Toisa Vigilant in Nuuk, Greenland. Photo: Cairn Energy
Cairn Energy, an Edinburgh-based oil and gas explorer, announced that it is abandoning its Gamma-1 exploration well off the west coast of Greenland. The failure to find oil or gas represents the second setback for Cairn this year. It also drew a blank at its southern well LF7-1 and suspended work on its AT7-1 well. Furthermore, equipment used on what was thought to be its most promising well, Delta 1, is scheduled to move further south to complete drilling operations at AT7-1, after Delta-1 “encountered several hundred meters of tertiary volcanic section” and shows only minor hydrocarbon indications. In total Cairn plans to drill five wells in the Arctic this summer.
Cairn, which is investing around $600 million this year into its Arctic drilling operations, is leading the charge into offshore oil exploration in Greenland. Even prior to the latest setbacks the company announced that it hopes to bring in a partner to help with its Greenland operation. Exxon Mobil, Husky Energy, and Chevron also have plans to begin drilling above the Arctic Circle.

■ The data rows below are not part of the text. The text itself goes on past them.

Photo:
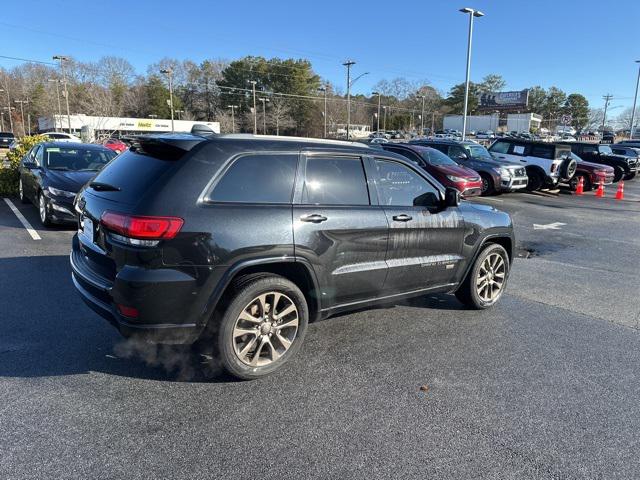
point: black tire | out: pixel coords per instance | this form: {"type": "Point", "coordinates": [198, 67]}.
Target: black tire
{"type": "Point", "coordinates": [44, 215]}
{"type": "Point", "coordinates": [244, 292]}
{"type": "Point", "coordinates": [487, 185]}
{"type": "Point", "coordinates": [21, 195]}
{"type": "Point", "coordinates": [468, 294]}
{"type": "Point", "coordinates": [536, 181]}
{"type": "Point", "coordinates": [618, 175]}
{"type": "Point", "coordinates": [568, 169]}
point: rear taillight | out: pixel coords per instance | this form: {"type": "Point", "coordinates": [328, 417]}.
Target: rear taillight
{"type": "Point", "coordinates": [138, 230]}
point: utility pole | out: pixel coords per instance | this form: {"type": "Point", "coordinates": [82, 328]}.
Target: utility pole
{"type": "Point", "coordinates": [378, 94]}
{"type": "Point", "coordinates": [63, 59]}
{"type": "Point", "coordinates": [9, 107]}
{"type": "Point", "coordinates": [57, 82]}
{"type": "Point", "coordinates": [606, 98]}
{"type": "Point", "coordinates": [422, 115]}
{"type": "Point", "coordinates": [22, 102]}
{"type": "Point", "coordinates": [324, 90]}
{"type": "Point", "coordinates": [169, 73]}
{"type": "Point", "coordinates": [635, 99]}
{"type": "Point", "coordinates": [264, 101]}
{"type": "Point", "coordinates": [255, 110]}
{"type": "Point", "coordinates": [233, 117]}
{"type": "Point", "coordinates": [348, 64]}
{"type": "Point", "coordinates": [472, 13]}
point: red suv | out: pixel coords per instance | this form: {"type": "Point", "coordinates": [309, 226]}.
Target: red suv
{"type": "Point", "coordinates": [441, 167]}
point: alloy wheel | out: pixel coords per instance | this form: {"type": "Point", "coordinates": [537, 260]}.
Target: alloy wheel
{"type": "Point", "coordinates": [265, 329]}
{"type": "Point", "coordinates": [491, 277]}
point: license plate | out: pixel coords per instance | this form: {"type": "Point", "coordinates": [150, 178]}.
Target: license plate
{"type": "Point", "coordinates": [87, 228]}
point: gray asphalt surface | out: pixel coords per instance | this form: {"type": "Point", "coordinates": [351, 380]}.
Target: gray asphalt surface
{"type": "Point", "coordinates": [545, 385]}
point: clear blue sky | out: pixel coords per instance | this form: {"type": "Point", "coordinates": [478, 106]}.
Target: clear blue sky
{"type": "Point", "coordinates": [580, 46]}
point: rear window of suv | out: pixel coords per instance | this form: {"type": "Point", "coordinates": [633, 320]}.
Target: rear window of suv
{"type": "Point", "coordinates": [260, 178]}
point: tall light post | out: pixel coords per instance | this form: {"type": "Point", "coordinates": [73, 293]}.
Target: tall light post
{"type": "Point", "coordinates": [264, 101]}
{"type": "Point", "coordinates": [57, 82]}
{"type": "Point", "coordinates": [635, 99]}
{"type": "Point", "coordinates": [169, 73]}
{"type": "Point", "coordinates": [255, 110]}
{"type": "Point", "coordinates": [233, 117]}
{"type": "Point", "coordinates": [423, 97]}
{"type": "Point", "coordinates": [9, 107]}
{"type": "Point", "coordinates": [472, 13]}
{"type": "Point", "coordinates": [22, 102]}
{"type": "Point", "coordinates": [323, 89]}
{"type": "Point", "coordinates": [62, 59]}
{"type": "Point", "coordinates": [379, 99]}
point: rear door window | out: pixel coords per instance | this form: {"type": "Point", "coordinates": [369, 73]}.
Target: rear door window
{"type": "Point", "coordinates": [264, 178]}
{"type": "Point", "coordinates": [335, 181]}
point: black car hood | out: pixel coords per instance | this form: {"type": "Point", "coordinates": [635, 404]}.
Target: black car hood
{"type": "Point", "coordinates": [68, 180]}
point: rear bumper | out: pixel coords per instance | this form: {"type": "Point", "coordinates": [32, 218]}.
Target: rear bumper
{"type": "Point", "coordinates": [98, 293]}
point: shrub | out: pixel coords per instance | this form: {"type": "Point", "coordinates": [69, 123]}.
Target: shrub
{"type": "Point", "coordinates": [9, 175]}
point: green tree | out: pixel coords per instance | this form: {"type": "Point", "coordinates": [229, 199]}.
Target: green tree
{"type": "Point", "coordinates": [577, 106]}
{"type": "Point", "coordinates": [455, 99]}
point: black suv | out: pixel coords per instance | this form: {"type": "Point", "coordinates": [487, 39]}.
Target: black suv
{"type": "Point", "coordinates": [241, 240]}
{"type": "Point", "coordinates": [624, 167]}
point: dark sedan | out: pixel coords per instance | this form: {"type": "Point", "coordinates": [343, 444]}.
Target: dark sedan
{"type": "Point", "coordinates": [52, 173]}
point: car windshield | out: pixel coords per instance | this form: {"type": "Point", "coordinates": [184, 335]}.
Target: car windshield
{"type": "Point", "coordinates": [435, 157]}
{"type": "Point", "coordinates": [606, 149]}
{"type": "Point", "coordinates": [76, 159]}
{"type": "Point", "coordinates": [478, 152]}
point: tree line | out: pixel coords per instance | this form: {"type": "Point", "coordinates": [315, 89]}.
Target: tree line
{"type": "Point", "coordinates": [289, 96]}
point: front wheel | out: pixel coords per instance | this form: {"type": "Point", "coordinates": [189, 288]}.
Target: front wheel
{"type": "Point", "coordinates": [487, 279]}
{"type": "Point", "coordinates": [43, 210]}
{"type": "Point", "coordinates": [262, 327]}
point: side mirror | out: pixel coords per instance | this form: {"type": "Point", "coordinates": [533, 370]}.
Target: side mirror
{"type": "Point", "coordinates": [451, 197]}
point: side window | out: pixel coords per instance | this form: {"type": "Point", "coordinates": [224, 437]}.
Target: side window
{"type": "Point", "coordinates": [518, 149]}
{"type": "Point", "coordinates": [542, 151]}
{"type": "Point", "coordinates": [457, 153]}
{"type": "Point", "coordinates": [260, 178]}
{"type": "Point", "coordinates": [402, 187]}
{"type": "Point", "coordinates": [335, 181]}
{"type": "Point", "coordinates": [500, 147]}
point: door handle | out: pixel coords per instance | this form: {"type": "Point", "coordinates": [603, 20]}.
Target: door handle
{"type": "Point", "coordinates": [313, 218]}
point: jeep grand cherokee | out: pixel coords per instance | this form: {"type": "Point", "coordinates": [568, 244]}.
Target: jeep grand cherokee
{"type": "Point", "coordinates": [242, 240]}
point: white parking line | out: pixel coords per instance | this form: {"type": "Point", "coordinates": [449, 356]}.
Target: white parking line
{"type": "Point", "coordinates": [24, 221]}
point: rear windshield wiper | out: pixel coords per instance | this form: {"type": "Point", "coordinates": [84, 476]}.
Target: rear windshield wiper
{"type": "Point", "coordinates": [103, 187]}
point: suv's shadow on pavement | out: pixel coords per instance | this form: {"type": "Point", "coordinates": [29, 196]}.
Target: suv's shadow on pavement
{"type": "Point", "coordinates": [46, 330]}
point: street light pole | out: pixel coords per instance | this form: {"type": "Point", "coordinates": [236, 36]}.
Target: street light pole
{"type": "Point", "coordinates": [635, 99]}
{"type": "Point", "coordinates": [378, 94]}
{"type": "Point", "coordinates": [264, 101]}
{"type": "Point", "coordinates": [255, 109]}
{"type": "Point", "coordinates": [63, 59]}
{"type": "Point", "coordinates": [324, 90]}
{"type": "Point", "coordinates": [472, 13]}
{"type": "Point", "coordinates": [59, 105]}
{"type": "Point", "coordinates": [233, 117]}
{"type": "Point", "coordinates": [169, 73]}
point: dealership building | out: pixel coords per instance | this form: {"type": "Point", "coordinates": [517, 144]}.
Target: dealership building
{"type": "Point", "coordinates": [108, 126]}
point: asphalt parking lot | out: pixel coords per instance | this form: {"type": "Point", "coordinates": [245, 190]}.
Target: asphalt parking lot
{"type": "Point", "coordinates": [545, 385]}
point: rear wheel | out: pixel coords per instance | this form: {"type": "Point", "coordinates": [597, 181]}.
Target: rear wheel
{"type": "Point", "coordinates": [262, 327]}
{"type": "Point", "coordinates": [535, 181]}
{"type": "Point", "coordinates": [43, 210]}
{"type": "Point", "coordinates": [487, 279]}
{"type": "Point", "coordinates": [487, 184]}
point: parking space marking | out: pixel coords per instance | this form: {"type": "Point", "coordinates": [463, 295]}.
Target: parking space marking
{"type": "Point", "coordinates": [24, 221]}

The Scottish oil and gas explorer started exploration in the Arctic during the summer of 2010 but failed to find oil or gas during the narrow three-month window when weather conditions in the harsh Arctic environment allow for operations to take place.
In addition to representing a significant capital investment, Cairn’s Arctic operation has been the target of extensive protests by environmentalists, primarily Greenpeace, which may lead to irreversible damage to Cairn’s reputation. Environmental activists managed to board the company’s drilling equipment during the summer of 2010 and 2011 to highlight their opposition to drilling operations in the fragile Arctic ecosystem. Greenpeace argues that even a minor oil spill would have devastating consequences and would be impossible to clean up due to a lack of infrastructure and equipment above the Arctic Circle.
Cairn’s Arctic operations serve as an example of the continued challenges future oil and gas exploration in the High North will face. Despite continued melting of sea ice and strong climatic warming in the Arctic working conditions will remain challenging even during the short summer season. The high capital costs of developing a field in the extreme Arctic environment far removed from existing infrastructure and consumers may continue to represent a key obstacle for an Arctic exploration bonanza to materialize in the near future. The development of the Shtokman field in Russia’s part of the Barents Sea has been delayed since 2006 and was postponed by another 3 years in February 2010.
Exxon Mobil’s deal with Russia’s largest oil producer OAO Rosneft earlier this month exemplifies the vast capital investments necessary to develop offshore oil and gas resources in the Arctic. According to Prime Minister Putin the total investments envisioned under the agreement could reach $500 billion, of which $200-300 billion would be direct investments in the region.